The extracellular matrix encompasses a reservoir of bioactive macromolecules that modulates a cornucopia of biological functions. A prominent body of work posits matrix constituents as master regulators of autophagy and angiogenesis and provides molecular insight into how these two processes are coordinated. Here, we review current understanding of the molecular mechanisms underlying hyaluronan and HAS2 regulation and the role of soluble proteoglycan in affecting autophagy and angiogenesis. Specifically, we assess the role of proteoglycan-evoked autophagy in regulating angiogenesis via the HAS2-hyaluronan axis and ATG9A, a novel HAS2 binding partner. We discuss extracellular hyaluronan biology and the post-transcriptional and post-translational modifications that regulate its main synthesizer, HAS2. We highlight the emerging group of proteoglycans that utilize outside-in signaling to modulate autophagy and angiogenesis in cancer microenvironments and thoroughly review the most up-to-date understanding of endorepellin signaling in vascular endothelia, providing insight into the temporal complexities involved.

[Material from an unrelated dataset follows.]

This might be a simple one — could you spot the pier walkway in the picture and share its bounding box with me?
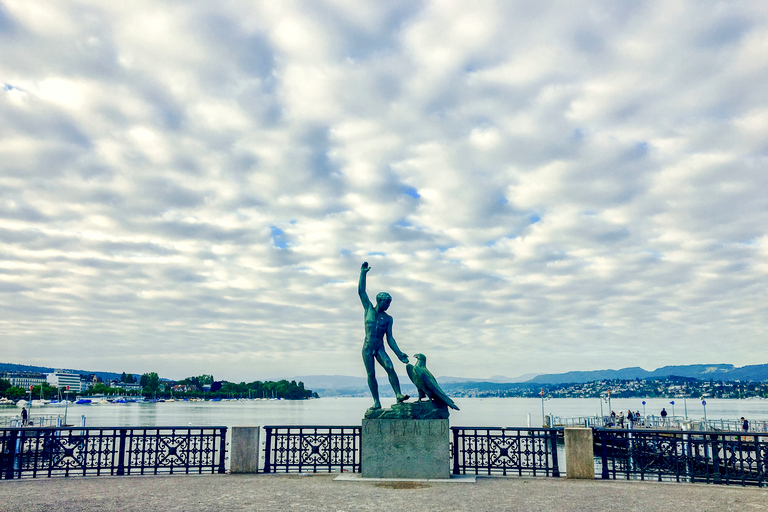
[0,474,768,512]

Keywords: AMP-activated kinase (AMPK); angiogenesis; autophagy; cell signaling; decorin; endothelial cell; extracellular matrix; hyaluronan; hyaluronan synthase 2; perlecan; proteoglycan; vascular biology.

Figure 1

ECM signaling in autophagy and angiogenesis.A, an overview of cell-surface proteoglycan signaling of endorepellin, decorin, endostatin, biglycan, and lumican resulting in modulations on autophagy and/or angiogenesis. Cell types range from endothelial cells to macrophages to pancreatic ductal adenocarcinoma (PDAC). B, summary of pro-angiogenic HA signaling starting with synthesis of HA from GlcUA and GlcNAc by HASs at the plasma membrane and ending with the subsequent degradation of HMW HA into LMW polysaccharides.

Figure 2

Comprehensive schematic of transient endorepellin signaling in vascular endothelia. The transient signaling cascade downstream of endorepellin binding begins within 30 min of endorepellin treatment in which endorepellin behaves as a dual receptor antagonist of VEGFR2 and α2β1 integrin.

Figure 3

Comprehensive schematic of sustained endorepellin signaling in vascular endothelia. The long-term, sustained signaling cascade downstream of endorepellin binding occurs around 2–6 h in which endorepellin behaves as a partial agonist of VEGFR2 where it modulates mitochondrial homeostasis, autophagic flux, stress signaling, and angiogenesis.

Figure 4

Schematic of endorepellin-evoked catabolism of HAS2 in vascular endothelia resulting in angiostasis. Autophagic degradation of HAS2 and suppression of HA secretion is the critical link in sustained endorepellin signaling between activation of autophagic flux and angiostasis.